Paris: City of Refuge

17 septembre, 2016|0 Comments

main and article photos: Place de la République via wikipedia commons
main photo and article photos: Centenary students in Paris via Dana Kress

Saviez-vous que la Place de La République fait partie des nombreux lieux qui relient la France, Paris et la Louisiane? Pendant les journées du patrimoine 2016 (17-18 septembre), des milliers de personnes visiteront des sites autour de la Place de la République. Nous vous invitons à vous arrêter un instant et à (re)découvrir un élément du patrimoine important dans l’histoire de ce peuple créole venu trouver refuge en France à travers l’histoire de quelques uns d’entre eux.

Le professeur Dana Kress du Centenary College (Shreveport, Louisiane) donne chaque année un cours à Paris pour des étudiants louisianais dans le cadre du programme Centenary in Paris intitulé « Paris noir: l’Amérique noire dans la Ville Lumière». Ses étudiants découvrent l’importance de la France pour les gens de couleur libres,  francophones et francophiles, qui vivaient principalement à la Nouvelle-Orléans, entre le monde des blancs et celui des esclaves.

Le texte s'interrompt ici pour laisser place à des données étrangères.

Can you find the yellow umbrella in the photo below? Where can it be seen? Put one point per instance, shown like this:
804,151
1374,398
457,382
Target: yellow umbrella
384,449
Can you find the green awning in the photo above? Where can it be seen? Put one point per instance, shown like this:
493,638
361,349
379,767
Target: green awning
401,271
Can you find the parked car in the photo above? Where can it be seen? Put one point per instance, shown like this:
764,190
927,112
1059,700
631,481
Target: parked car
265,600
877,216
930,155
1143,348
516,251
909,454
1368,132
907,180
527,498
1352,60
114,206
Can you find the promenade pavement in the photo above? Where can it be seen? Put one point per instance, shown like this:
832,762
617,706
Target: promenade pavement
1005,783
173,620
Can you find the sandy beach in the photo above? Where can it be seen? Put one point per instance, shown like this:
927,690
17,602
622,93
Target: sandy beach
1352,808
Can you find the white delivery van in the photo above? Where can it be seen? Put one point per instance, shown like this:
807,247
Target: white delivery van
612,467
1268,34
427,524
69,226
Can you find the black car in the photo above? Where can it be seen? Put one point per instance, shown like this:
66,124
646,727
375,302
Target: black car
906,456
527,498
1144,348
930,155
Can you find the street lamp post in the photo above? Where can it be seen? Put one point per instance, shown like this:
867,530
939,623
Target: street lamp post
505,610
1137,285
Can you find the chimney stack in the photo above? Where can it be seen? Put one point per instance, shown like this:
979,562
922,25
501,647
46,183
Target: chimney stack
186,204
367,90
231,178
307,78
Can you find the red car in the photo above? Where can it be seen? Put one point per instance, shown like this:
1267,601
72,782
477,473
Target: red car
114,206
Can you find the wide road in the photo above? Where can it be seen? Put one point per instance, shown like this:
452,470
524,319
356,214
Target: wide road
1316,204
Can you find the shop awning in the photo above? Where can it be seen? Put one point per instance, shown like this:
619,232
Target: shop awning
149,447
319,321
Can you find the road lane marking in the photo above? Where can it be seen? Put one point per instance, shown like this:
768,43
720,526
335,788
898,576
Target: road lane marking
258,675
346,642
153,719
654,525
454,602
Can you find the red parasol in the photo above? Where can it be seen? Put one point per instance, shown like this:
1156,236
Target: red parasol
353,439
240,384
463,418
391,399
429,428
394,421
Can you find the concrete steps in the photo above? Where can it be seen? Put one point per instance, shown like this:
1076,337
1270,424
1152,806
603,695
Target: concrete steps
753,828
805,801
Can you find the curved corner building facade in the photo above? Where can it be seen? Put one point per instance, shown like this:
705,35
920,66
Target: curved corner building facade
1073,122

Après la vente de la Louisiane en 1802, les gens de couleur libres ont perdu un statut légal qui existait depuis la promulgation du Code noir de 1724, un édit du roi Louis XIV pour les esclaves en Louisiane.  En article 54 on peut lire: Octroyons aux affranchis les mêmes droits, privilèges et immunités dont jouissent les personnes nées libres ». Or après 1802, les gens de couleur libres étaient progressivement privés de leurs droits. En 1830, ils n’avaient plus le droit de témoigner contre un blanc.  En 1855, ils ne pouvaient pas se réunir ou former des associations, vendre de l’alcool ou tenir un café.  En 1857, la libération des esclaves était interdite et les gens de couleur libres se voyaient obliger de porter des laissez-passer  et d’observer des couvre-feux.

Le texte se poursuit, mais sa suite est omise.